We use market gardening quite a lot, bringing in skills from outside
to get some basic skills in marketing ...".[147]
109. What is clearly needed is "the work in
the communities to identify these children and strengthen the
capacity to cope and keep the children in the communities".[148]
Francesca Simms argued for the mobilisation and scaling up of
those community projects which had been seen to work, workers
mobilising community structures, through village chiefs, so that
every child in need has a named volunteer and care plan.[149]
Douglas Webb, however, warned that there was real problem of replication,
"this problem of taking things forward is far more difficult
because the central authorities are not taking that lead role
in taking these small scale projects, saying, 'They work. Let
us take them to another place'. ... The lack of central capacity
in government to do that is probably the critical barrier".[150]
110. The needs of orphaned and vulnerable children
must be a priority in the international response to the epidemic.

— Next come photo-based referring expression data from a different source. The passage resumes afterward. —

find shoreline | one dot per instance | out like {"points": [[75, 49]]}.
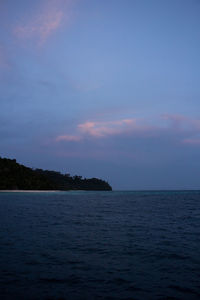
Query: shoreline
{"points": [[29, 191]]}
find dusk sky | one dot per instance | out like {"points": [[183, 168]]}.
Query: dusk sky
{"points": [[103, 88]]}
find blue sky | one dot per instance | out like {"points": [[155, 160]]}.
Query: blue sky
{"points": [[104, 88]]}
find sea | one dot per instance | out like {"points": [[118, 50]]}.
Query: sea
{"points": [[136, 245]]}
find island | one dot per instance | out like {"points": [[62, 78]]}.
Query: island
{"points": [[15, 176]]}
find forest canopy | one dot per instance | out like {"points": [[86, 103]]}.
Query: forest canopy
{"points": [[14, 176]]}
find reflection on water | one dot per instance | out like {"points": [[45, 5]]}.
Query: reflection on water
{"points": [[100, 245]]}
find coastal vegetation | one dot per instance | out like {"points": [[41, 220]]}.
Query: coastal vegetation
{"points": [[15, 176]]}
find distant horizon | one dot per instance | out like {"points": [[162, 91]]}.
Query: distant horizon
{"points": [[105, 89]]}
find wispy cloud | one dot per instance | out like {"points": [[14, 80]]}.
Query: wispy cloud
{"points": [[68, 138], [41, 25], [181, 128], [103, 129]]}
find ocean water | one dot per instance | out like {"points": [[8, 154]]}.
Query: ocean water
{"points": [[100, 245]]}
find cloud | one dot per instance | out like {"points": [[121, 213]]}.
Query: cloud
{"points": [[44, 23], [103, 129], [68, 138], [183, 129]]}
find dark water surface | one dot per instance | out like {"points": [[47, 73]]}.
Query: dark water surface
{"points": [[100, 245]]}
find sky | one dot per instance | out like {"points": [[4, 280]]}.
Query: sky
{"points": [[103, 88]]}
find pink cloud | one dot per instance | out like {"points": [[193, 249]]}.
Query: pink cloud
{"points": [[103, 129], [68, 138], [44, 23], [192, 141]]}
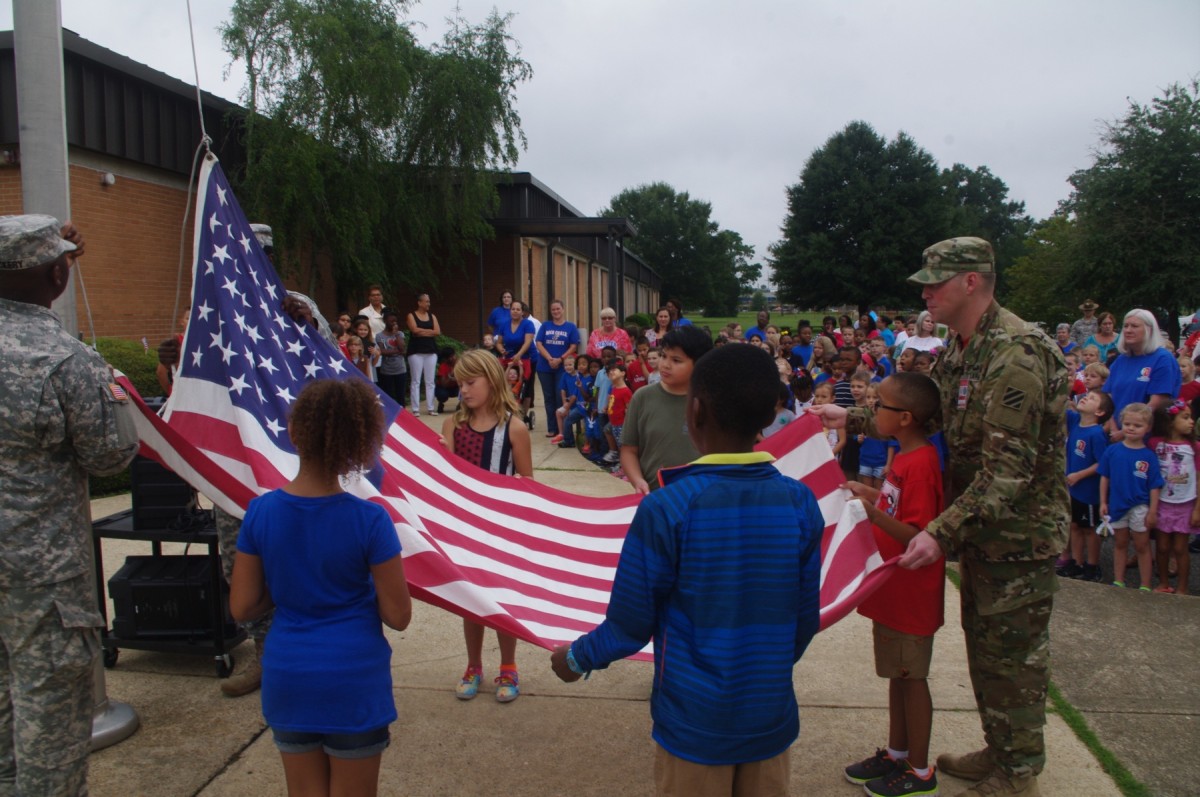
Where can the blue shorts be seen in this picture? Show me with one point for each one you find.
(337, 745)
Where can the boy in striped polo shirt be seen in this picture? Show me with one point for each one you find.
(721, 569)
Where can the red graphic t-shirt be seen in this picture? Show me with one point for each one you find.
(910, 601)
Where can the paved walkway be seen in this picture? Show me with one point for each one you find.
(593, 737)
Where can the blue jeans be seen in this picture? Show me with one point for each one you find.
(551, 397)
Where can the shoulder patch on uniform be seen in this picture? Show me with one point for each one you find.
(1013, 399)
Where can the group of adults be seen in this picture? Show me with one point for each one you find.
(541, 347)
(1143, 367)
(412, 357)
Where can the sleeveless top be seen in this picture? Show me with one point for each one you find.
(491, 450)
(421, 345)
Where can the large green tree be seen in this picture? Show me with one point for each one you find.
(701, 264)
(1041, 282)
(865, 208)
(1138, 208)
(367, 145)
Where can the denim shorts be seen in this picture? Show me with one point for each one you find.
(337, 745)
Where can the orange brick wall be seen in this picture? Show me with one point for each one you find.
(132, 231)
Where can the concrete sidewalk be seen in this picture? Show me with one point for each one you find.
(585, 738)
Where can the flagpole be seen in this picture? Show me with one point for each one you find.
(46, 187)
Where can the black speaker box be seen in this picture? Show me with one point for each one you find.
(160, 497)
(161, 597)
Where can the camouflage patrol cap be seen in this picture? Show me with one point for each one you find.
(264, 235)
(952, 257)
(30, 240)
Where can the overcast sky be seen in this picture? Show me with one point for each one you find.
(727, 100)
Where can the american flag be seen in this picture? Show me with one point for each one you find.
(513, 553)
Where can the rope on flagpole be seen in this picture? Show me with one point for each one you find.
(205, 144)
(199, 106)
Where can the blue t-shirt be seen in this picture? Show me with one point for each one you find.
(873, 453)
(1132, 474)
(498, 318)
(327, 667)
(1085, 447)
(515, 340)
(580, 387)
(556, 339)
(801, 357)
(1137, 378)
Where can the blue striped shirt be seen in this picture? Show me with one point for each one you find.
(721, 569)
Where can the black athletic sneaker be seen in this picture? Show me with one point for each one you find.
(877, 766)
(1069, 570)
(903, 781)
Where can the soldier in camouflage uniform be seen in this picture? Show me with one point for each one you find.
(1005, 390)
(61, 418)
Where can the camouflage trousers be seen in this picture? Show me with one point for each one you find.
(1006, 619)
(49, 646)
(228, 527)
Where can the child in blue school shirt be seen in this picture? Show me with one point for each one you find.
(1086, 443)
(721, 570)
(1131, 481)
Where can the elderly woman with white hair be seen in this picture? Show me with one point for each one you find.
(1144, 371)
(924, 340)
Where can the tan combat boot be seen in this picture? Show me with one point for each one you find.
(250, 678)
(1000, 783)
(969, 766)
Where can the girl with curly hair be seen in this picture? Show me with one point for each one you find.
(329, 563)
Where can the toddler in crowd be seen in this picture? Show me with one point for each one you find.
(783, 414)
(618, 402)
(802, 391)
(652, 366)
(328, 697)
(1131, 483)
(486, 431)
(1095, 376)
(823, 395)
(873, 451)
(1086, 443)
(570, 396)
(1191, 387)
(907, 610)
(1179, 514)
(1078, 388)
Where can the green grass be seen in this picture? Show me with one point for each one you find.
(1123, 779)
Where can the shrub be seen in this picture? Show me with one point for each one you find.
(135, 361)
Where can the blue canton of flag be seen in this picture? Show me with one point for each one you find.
(238, 334)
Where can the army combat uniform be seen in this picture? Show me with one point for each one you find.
(60, 419)
(1003, 401)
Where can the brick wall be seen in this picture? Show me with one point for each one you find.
(132, 232)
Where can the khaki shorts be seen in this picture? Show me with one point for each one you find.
(675, 777)
(901, 655)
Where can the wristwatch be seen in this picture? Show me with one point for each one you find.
(575, 665)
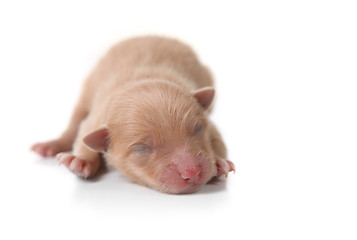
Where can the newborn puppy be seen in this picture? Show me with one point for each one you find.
(144, 109)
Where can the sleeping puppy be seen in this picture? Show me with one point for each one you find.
(144, 110)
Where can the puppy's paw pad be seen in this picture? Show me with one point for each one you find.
(224, 166)
(47, 149)
(79, 166)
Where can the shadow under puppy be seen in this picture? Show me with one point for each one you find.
(144, 107)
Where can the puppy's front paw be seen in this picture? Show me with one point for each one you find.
(224, 166)
(80, 167)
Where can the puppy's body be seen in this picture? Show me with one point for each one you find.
(144, 107)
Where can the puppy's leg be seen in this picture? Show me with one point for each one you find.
(84, 161)
(224, 166)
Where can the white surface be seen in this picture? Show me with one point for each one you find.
(286, 76)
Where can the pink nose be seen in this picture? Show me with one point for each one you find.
(191, 173)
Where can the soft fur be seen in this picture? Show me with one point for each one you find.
(145, 108)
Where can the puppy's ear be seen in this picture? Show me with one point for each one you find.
(204, 96)
(98, 140)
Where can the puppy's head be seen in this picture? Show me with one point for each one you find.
(157, 135)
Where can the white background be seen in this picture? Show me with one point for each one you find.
(286, 76)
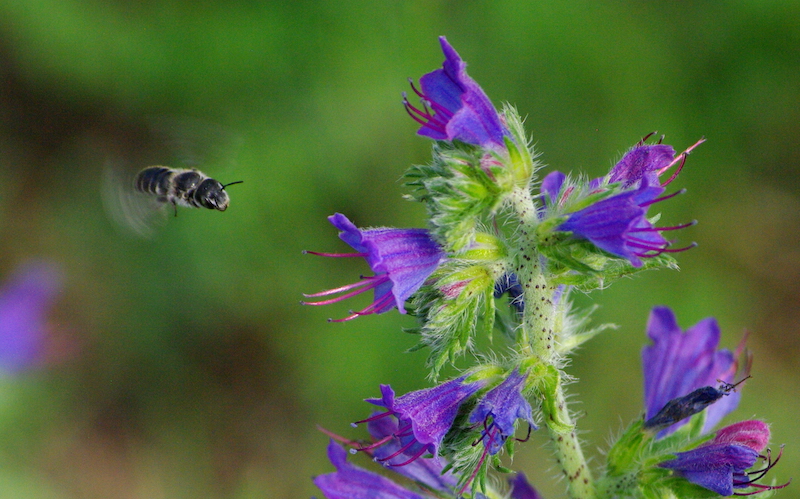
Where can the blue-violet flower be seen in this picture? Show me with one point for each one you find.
(402, 260)
(720, 465)
(427, 415)
(455, 107)
(499, 409)
(678, 363)
(648, 160)
(351, 482)
(619, 225)
(425, 471)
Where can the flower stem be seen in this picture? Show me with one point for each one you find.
(537, 338)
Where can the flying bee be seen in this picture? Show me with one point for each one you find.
(190, 188)
(139, 200)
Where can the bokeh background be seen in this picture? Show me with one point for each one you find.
(183, 365)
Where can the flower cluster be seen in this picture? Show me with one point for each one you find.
(489, 234)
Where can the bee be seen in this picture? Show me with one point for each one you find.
(189, 188)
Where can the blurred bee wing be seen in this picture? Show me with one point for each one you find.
(135, 213)
(195, 143)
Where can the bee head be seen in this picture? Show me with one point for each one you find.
(211, 194)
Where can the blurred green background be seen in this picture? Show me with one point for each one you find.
(184, 365)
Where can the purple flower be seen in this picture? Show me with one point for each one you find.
(521, 489)
(402, 260)
(425, 471)
(455, 107)
(504, 404)
(720, 465)
(352, 482)
(678, 363)
(619, 225)
(648, 161)
(24, 301)
(426, 415)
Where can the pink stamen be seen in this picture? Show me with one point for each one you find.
(414, 88)
(366, 283)
(372, 418)
(663, 198)
(413, 458)
(475, 471)
(682, 158)
(338, 438)
(660, 229)
(400, 451)
(375, 445)
(377, 305)
(424, 118)
(645, 245)
(436, 107)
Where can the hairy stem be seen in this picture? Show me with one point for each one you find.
(537, 338)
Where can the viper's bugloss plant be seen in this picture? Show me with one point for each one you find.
(502, 250)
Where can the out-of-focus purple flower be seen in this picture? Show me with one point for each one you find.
(499, 409)
(648, 161)
(455, 107)
(425, 471)
(619, 224)
(426, 415)
(678, 363)
(721, 464)
(521, 489)
(24, 301)
(402, 260)
(352, 482)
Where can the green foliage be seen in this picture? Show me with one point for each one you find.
(459, 188)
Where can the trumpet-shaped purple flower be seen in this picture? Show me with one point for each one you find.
(425, 471)
(426, 415)
(455, 107)
(721, 464)
(679, 363)
(619, 225)
(650, 161)
(499, 409)
(24, 300)
(352, 482)
(402, 260)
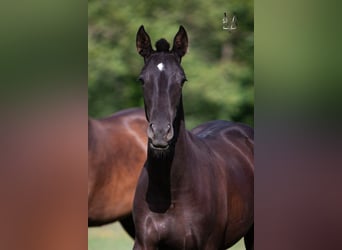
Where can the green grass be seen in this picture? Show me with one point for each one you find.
(113, 237)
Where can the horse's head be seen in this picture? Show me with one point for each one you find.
(162, 78)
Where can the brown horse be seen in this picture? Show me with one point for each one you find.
(196, 188)
(116, 154)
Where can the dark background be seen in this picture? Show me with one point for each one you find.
(219, 64)
(44, 110)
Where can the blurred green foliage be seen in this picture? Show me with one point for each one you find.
(219, 64)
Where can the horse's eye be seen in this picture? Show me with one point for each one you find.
(141, 80)
(183, 81)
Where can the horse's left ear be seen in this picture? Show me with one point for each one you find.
(180, 42)
(143, 43)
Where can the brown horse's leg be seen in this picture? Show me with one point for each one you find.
(249, 239)
(128, 224)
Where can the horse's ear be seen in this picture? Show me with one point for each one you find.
(180, 42)
(143, 43)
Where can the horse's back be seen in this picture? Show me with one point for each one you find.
(232, 147)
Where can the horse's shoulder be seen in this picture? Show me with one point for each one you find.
(223, 128)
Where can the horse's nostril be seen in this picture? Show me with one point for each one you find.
(152, 126)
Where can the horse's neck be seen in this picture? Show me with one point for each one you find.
(167, 171)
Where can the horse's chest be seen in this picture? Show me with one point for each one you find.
(175, 230)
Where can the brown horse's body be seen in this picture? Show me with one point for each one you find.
(116, 154)
(196, 190)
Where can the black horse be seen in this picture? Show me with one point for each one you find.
(196, 188)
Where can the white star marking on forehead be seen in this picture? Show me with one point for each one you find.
(160, 66)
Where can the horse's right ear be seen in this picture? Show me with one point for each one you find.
(143, 43)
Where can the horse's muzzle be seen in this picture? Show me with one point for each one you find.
(160, 135)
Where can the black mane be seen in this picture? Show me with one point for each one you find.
(162, 45)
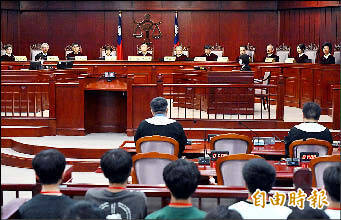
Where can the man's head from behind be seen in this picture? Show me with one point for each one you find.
(311, 111)
(259, 174)
(331, 180)
(159, 105)
(116, 165)
(182, 178)
(49, 166)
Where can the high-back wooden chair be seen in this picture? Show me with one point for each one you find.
(310, 145)
(233, 143)
(148, 167)
(157, 143)
(319, 164)
(229, 169)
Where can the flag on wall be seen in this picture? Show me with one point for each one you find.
(176, 31)
(119, 51)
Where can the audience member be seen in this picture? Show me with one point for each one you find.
(308, 213)
(161, 125)
(181, 178)
(223, 212)
(309, 128)
(84, 210)
(259, 174)
(49, 166)
(331, 180)
(8, 56)
(116, 201)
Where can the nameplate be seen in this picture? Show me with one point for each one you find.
(290, 60)
(223, 59)
(20, 58)
(170, 59)
(110, 58)
(81, 58)
(52, 58)
(202, 59)
(140, 58)
(269, 60)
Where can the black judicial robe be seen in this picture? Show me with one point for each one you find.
(42, 56)
(5, 57)
(163, 126)
(71, 56)
(272, 56)
(182, 57)
(210, 57)
(329, 60)
(302, 59)
(307, 130)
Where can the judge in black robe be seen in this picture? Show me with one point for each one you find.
(45, 52)
(270, 53)
(309, 128)
(161, 125)
(209, 56)
(327, 58)
(301, 57)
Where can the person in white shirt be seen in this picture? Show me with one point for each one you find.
(331, 180)
(259, 174)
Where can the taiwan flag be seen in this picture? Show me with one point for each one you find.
(176, 31)
(119, 51)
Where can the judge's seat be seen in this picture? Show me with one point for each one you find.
(157, 143)
(319, 164)
(229, 169)
(310, 145)
(148, 167)
(233, 143)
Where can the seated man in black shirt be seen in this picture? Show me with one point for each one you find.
(327, 57)
(159, 124)
(270, 53)
(49, 166)
(309, 128)
(45, 52)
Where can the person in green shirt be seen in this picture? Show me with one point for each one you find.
(181, 178)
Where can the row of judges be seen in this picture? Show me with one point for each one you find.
(327, 58)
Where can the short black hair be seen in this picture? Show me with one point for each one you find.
(331, 180)
(328, 44)
(245, 59)
(182, 178)
(308, 213)
(159, 105)
(311, 110)
(84, 210)
(223, 212)
(259, 174)
(116, 165)
(301, 46)
(8, 46)
(49, 166)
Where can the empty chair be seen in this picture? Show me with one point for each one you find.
(233, 143)
(157, 143)
(310, 145)
(148, 167)
(319, 164)
(229, 169)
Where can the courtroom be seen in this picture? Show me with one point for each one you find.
(170, 109)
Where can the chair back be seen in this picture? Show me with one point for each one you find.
(157, 143)
(148, 167)
(310, 145)
(34, 50)
(319, 164)
(233, 143)
(229, 169)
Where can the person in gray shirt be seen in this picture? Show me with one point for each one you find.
(116, 201)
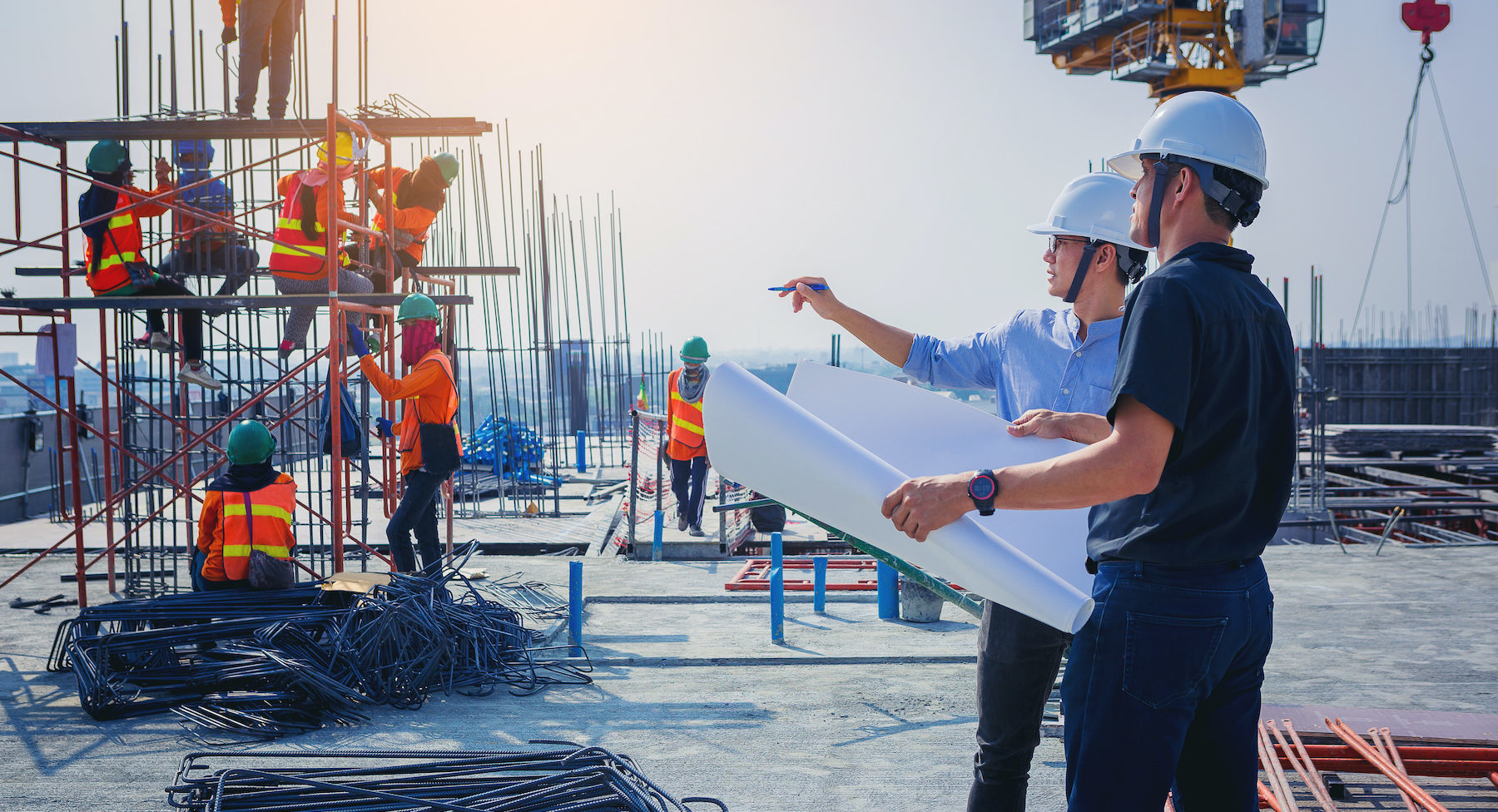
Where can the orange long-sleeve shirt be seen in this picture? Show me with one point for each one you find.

We have already mentioned the importance of education, training
and the protection of their legal and human rights. It is also
clear that households must be supported as they take in and care
for such children. Much good work is being done in individual
projects and programmes. But this is not enough. Support to
households caring for vulnerable children needs to be extended
and replicated on a national scale in high-prevalence countries.
This is a significant challenge, particularly for public sectors
already weakened by poverty. It requires determined coordination
amongst national governments, donors and civil society. Consideration
should be given as to whether cash payments or other forms of
support are most appropriate. We recommend DFID in its response
to this Report provide further details of how it plans to support
the identification and care of vulnerable children in the community.